Fill() regression in 0.3.9 #19

slayoo · 2021-09-13T16:01:15Z

The following used to work up until 0.3.8 but fails with newer versions without any clear error message:

import ThrustRTC as T
v = T.device_vector("float", 10)
T.Fill(v, T.DVFloat(0.))

Here's a example on fresh Google Colab GPU runtime:

OK on 0.3.8:

fynv · 2021-09-24T10:25:34Z

I have an impression that 0.3.9 was a broken build which I uploaded to Pypi by accident. And Pypi doesn't allow me to overwrite such packages.
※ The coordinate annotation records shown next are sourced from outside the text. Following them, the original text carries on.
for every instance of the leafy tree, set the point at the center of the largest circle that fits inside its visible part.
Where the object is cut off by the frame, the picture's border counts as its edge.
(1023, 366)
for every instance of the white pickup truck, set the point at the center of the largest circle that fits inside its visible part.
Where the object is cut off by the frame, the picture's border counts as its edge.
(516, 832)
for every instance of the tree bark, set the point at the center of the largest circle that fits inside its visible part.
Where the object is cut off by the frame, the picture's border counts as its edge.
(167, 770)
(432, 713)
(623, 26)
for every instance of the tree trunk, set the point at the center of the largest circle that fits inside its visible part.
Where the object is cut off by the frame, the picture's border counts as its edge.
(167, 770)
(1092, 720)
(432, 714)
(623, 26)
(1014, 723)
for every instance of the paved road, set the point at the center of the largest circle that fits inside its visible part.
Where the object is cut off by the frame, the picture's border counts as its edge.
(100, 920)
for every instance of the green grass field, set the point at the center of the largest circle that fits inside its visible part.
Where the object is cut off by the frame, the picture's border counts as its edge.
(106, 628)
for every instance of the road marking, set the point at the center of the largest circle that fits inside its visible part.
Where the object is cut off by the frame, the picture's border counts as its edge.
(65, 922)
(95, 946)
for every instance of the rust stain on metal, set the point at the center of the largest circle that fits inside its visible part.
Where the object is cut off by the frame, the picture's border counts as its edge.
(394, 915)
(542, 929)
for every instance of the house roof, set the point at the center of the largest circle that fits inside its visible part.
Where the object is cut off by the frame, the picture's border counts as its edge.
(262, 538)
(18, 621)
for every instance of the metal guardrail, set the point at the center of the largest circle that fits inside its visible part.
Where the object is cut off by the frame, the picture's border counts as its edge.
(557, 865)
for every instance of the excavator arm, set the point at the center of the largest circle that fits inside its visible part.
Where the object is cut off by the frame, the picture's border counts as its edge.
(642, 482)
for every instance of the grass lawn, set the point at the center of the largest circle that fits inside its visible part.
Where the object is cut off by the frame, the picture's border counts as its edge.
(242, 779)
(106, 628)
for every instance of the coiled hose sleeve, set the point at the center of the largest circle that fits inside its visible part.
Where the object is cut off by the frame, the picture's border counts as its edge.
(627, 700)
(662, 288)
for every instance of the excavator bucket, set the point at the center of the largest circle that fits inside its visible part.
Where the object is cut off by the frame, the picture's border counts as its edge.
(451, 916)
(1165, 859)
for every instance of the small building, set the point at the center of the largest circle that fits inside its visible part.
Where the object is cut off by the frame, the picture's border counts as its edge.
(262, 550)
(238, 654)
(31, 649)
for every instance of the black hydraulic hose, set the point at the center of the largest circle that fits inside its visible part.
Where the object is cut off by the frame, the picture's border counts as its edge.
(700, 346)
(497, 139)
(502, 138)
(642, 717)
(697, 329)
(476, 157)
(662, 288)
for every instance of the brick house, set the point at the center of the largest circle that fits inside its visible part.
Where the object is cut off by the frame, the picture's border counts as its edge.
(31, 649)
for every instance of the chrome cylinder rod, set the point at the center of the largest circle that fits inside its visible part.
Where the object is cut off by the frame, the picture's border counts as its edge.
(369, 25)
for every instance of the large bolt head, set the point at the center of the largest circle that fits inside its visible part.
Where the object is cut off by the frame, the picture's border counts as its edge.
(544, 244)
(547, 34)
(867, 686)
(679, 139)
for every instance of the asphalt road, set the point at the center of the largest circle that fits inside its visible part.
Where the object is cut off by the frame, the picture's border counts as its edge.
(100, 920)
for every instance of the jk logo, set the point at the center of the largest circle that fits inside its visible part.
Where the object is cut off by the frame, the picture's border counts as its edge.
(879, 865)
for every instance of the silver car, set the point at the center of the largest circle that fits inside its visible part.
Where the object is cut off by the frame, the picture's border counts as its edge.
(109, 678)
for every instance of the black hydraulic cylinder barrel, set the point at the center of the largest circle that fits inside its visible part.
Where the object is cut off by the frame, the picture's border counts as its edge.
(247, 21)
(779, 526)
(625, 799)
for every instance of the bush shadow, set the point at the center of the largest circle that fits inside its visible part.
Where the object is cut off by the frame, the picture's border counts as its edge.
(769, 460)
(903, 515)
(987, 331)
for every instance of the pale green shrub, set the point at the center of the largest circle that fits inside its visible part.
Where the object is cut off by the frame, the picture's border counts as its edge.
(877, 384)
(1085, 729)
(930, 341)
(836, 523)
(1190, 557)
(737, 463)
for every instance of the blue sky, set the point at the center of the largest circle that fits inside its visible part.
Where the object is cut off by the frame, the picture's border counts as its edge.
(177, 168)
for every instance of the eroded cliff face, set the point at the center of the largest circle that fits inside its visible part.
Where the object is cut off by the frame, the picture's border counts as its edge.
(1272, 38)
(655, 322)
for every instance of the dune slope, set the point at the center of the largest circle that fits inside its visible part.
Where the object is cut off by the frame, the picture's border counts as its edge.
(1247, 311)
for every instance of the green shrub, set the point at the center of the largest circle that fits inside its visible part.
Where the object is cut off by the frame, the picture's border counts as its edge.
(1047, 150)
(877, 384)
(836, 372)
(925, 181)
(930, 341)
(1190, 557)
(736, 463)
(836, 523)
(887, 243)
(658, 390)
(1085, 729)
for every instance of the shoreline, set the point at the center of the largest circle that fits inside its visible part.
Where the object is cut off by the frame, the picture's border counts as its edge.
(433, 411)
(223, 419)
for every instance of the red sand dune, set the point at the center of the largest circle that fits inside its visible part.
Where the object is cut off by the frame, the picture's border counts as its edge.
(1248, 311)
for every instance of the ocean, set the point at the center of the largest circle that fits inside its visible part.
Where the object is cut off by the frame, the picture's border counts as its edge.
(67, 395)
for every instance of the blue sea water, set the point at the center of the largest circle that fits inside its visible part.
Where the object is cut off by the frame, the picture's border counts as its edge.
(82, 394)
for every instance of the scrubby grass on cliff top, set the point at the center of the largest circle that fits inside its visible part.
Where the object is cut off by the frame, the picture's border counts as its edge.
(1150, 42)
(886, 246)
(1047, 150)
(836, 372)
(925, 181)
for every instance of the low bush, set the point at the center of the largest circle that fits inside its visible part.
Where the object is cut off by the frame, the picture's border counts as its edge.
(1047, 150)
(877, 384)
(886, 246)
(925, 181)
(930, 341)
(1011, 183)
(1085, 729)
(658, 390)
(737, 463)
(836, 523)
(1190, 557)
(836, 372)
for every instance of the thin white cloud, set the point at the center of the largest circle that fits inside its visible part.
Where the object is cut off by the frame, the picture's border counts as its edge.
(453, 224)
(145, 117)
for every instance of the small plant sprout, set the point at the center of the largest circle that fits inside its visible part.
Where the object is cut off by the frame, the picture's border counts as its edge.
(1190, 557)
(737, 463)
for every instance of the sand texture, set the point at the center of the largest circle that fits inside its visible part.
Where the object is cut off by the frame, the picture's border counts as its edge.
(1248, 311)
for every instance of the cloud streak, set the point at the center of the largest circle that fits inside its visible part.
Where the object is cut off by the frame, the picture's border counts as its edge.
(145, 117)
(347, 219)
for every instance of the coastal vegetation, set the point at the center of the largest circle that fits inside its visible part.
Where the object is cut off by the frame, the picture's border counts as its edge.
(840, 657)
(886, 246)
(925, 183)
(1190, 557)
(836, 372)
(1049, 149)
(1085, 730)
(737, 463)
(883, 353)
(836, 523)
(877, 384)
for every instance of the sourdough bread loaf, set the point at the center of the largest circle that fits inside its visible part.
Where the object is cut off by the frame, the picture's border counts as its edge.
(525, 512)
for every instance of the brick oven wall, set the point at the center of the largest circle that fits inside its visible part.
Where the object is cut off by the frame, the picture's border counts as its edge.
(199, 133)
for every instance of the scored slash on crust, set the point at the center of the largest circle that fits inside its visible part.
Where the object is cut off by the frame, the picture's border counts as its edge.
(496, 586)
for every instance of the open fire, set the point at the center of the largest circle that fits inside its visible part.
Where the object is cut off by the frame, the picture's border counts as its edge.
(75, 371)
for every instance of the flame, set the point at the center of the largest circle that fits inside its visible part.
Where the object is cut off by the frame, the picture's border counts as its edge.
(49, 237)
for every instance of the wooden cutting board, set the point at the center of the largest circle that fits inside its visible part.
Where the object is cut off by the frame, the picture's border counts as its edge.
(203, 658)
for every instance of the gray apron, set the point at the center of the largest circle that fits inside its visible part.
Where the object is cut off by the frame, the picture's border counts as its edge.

slayoo · 2021-09-24T16:58:03Z

This problem happens in all versions starting with 0.3.9, 0.3.13 included:

fynv · 2021-09-25T05:40:13Z

Can't reproduce so far..

fynv · 2021-09-25T06:04:26Z

Try deleting the file "__ptx_cache__.db". Chance is that there's some broken ptx code.

slayoo · 2021-09-26T01:00:01Z

Thanks, found the file here on Colab: /content/__ptx_cache__.db but removing it does not change the behavior

fynv · 2021-09-26T02:32:24Z

There should be some detailed failure message printed through stdout from C code. But using Colab, you can't see it. We shall take a look if it is also reproduced in an enviroment where stdout is visible.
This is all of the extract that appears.